Qual a ação da substância do Soro Antirrábico Instituto Butantan?
Resultados de Eficácia
Não há ensaios clínicos controlados para a avaliação de eficácia do Imunoglobulina Heteróloga Contra Vírus Rábico, que é de origem equina (heteróloga), porém a sua capacidade em neutralizar as atividades tóxicas do vírus rábico é comprovada através de modelos animais de laboratório e pelo uso sistemático em pacientes.

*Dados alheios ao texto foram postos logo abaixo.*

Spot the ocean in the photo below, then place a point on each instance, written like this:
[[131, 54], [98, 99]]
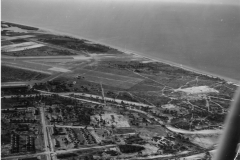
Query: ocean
[[204, 36]]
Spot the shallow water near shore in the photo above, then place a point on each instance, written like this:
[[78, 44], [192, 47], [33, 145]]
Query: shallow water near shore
[[200, 36]]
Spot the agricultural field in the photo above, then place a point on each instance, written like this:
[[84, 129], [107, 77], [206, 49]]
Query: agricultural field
[[15, 74]]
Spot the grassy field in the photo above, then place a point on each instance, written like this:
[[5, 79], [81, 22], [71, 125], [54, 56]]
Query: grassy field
[[10, 74], [41, 51]]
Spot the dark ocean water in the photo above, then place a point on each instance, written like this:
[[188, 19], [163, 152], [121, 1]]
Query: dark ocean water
[[202, 36]]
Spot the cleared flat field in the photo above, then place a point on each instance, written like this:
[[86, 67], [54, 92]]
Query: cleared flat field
[[110, 79], [40, 51], [10, 74], [20, 46]]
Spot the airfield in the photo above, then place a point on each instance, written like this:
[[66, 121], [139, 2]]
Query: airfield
[[161, 110]]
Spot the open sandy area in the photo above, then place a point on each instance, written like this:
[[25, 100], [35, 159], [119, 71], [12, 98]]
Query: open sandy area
[[20, 46], [197, 90]]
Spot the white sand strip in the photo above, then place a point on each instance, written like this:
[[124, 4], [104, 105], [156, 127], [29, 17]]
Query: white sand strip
[[18, 37], [57, 69], [197, 90]]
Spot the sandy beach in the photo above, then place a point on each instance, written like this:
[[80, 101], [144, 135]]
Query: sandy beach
[[138, 54]]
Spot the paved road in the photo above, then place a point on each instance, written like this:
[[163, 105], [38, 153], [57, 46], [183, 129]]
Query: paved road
[[44, 129]]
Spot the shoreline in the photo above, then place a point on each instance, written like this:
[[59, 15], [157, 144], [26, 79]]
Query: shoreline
[[138, 54]]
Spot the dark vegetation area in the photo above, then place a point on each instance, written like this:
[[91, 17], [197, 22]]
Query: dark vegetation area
[[77, 44]]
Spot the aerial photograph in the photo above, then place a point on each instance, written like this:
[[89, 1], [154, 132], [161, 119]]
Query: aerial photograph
[[119, 79]]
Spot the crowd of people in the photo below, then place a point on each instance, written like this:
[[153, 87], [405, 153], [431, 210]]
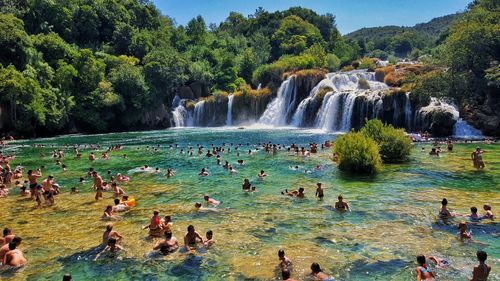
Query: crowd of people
[[161, 228]]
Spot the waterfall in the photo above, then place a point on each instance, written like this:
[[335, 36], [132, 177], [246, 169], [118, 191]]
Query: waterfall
[[182, 117], [277, 111], [463, 130], [199, 109], [229, 119], [408, 113]]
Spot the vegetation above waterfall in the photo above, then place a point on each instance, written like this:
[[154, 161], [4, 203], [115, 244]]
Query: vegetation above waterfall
[[364, 151], [98, 66]]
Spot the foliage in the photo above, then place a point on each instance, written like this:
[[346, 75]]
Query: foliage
[[394, 145], [357, 153]]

Características Farmacológicas
O Imunoglobulina Heteróloga Contra Vírus Rábico é uma solução isotônica de imunoglobulinas específicas de origem equina (IgG), purificadas por digestão enzimática, não pirogênica. As imunoglobulinas derivam do plasma de cavalos sadios hiperimunizados com o vírus rábico fixado. A atividade biológica neutralizante da letalidade do vírus rábico, exercida pelo Imunoglobulina Heteróloga Contra Vírus Rábico, é avaliada pela proteção conferida a camundongos, após inoculação intracerebral de misturas de volumes diferentes de soro com quantidade fixa de vírus. O poder neutralizante do Imunoglobulina Heteróloga Contra Vírus Rábico deverá ser, no mínimo, de 200 UI por mL de soro.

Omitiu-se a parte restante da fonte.